Integrated health and social care has featured in policies across England for the past two decades (Wilson et al, 2015). This is because joined-up services have and continue to be viewed as the primary way to simultaneously reduce duplication, improve service outcomes and achieve fiscal savings (Wilson et al, 2015; Naylor et al, 2016). This is particularly pertinent in the current policy environment, with the NHS and social care system under increasing strain to meet financial and performance-related targets (Alderwick et al, 2016).
In the past three years, the movement toward integrated health and social care has evolved significantly. In 2014, arms-length bodies for the NHS published the Five Year Forward View (NHS, 2014). This outlines three core challenges for the NHS;
- The health and wellbeing gap
- The care and quality gap
- The funding and efficiency gap
The Five Year Forward View (FYFV) covers the period between 2016 and 2021. It aims to deliver new ways of working to meet the challenges outlined above and provide better outcomes for service users and communities (NHS Confederation, 2016). Following publication of the FYFV, NHS England and national partners launched the New Models of Care programme in January 2015. This aims to support delivery of the FYFV with 50 ‘Vanguard’ sites piloting joined-up working between local health and social care providers (NHS, 2015a; NHS, 2015b).
The drive toward integrated care was then further boosted by the Government’s Spending Review in November 2015. This document outlines an expectation for health and care to be integrated by 2020 (HM Treasury, 2015).
The above activity culminated in December 2015, as NHS planning guidance for 2016-2017 included a requirement for local areas to develop a Sustainability and Transformation Plan (STP) to accelerate implementation of the FYFV (NHS, 2015c). There are 44 STP areas in England and each cover a unique geographical area referred to as an STP ‘footprint' (NHS, 2016a). STPs provide a planning framework and discussion forum for commissioners, providers and stakeholders to shape their local health and care system and deliver integrated services (Alderwick et al, 2016). However, STPs are not statutory bodies. Thus, each participating organisation must adhere to their existing legal responsibilities during the design and delivery process and STPs must receive sign-off from the respective local authority to implement their planning a outlined in the STP document (NHS, 2016b).
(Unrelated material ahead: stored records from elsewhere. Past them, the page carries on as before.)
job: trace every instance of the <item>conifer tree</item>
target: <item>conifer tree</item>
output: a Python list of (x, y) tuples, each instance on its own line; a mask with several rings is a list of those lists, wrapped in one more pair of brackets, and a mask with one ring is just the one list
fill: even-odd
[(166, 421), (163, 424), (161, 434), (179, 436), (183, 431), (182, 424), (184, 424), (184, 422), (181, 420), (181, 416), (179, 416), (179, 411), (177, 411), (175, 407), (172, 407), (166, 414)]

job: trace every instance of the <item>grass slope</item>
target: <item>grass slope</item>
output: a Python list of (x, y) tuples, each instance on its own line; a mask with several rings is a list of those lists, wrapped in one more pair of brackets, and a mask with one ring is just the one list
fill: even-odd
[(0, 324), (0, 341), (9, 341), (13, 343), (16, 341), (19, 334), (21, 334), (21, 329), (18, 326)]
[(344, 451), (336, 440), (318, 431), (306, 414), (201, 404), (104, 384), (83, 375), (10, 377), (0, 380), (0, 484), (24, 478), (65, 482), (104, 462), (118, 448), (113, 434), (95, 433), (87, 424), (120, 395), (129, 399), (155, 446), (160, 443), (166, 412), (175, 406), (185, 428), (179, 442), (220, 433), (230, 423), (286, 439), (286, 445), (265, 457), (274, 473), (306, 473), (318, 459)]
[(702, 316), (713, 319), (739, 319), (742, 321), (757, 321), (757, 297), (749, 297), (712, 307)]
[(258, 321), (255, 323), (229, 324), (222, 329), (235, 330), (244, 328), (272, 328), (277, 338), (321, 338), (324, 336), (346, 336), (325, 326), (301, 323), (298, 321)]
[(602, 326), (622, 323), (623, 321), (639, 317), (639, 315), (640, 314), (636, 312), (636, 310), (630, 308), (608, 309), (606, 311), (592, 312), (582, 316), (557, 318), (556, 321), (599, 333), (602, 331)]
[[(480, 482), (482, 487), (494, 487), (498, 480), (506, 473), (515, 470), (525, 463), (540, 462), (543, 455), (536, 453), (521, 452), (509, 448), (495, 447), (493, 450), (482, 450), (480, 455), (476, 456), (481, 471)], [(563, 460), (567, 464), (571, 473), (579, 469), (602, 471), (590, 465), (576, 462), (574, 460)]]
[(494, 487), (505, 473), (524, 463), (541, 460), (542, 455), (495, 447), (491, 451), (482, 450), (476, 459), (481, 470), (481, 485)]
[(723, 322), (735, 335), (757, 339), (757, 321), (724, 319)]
From April 2017, STPs will be the sole application and approval process to access NHS Transformation Funding and STPs are scheduled to be fully implemented by 2021 (NHS, 2015c). It is of note that STPs do not replace Vanguards and the planning framework is intended to facilitate the development and spreading of new care models (NHS, 2016a).
Importantly, within the nine ‘must do’s’ for the period 2017 to 2019 is an explicit requirement for all local areas implementing the FYFV to maintain a two-thirds diagnosis rate for dementia and have due regard for NHS guidance on improving post-diagnostic support (NHSE and NHS Improvement, 2016). This focus on dementia is interlinked with the sustainability and transformation process and continues to implement the Prime Minister’s challenge set in March 2015 to make England the best country in the world for dementia care and support by 2020 (Department of Health, 2015).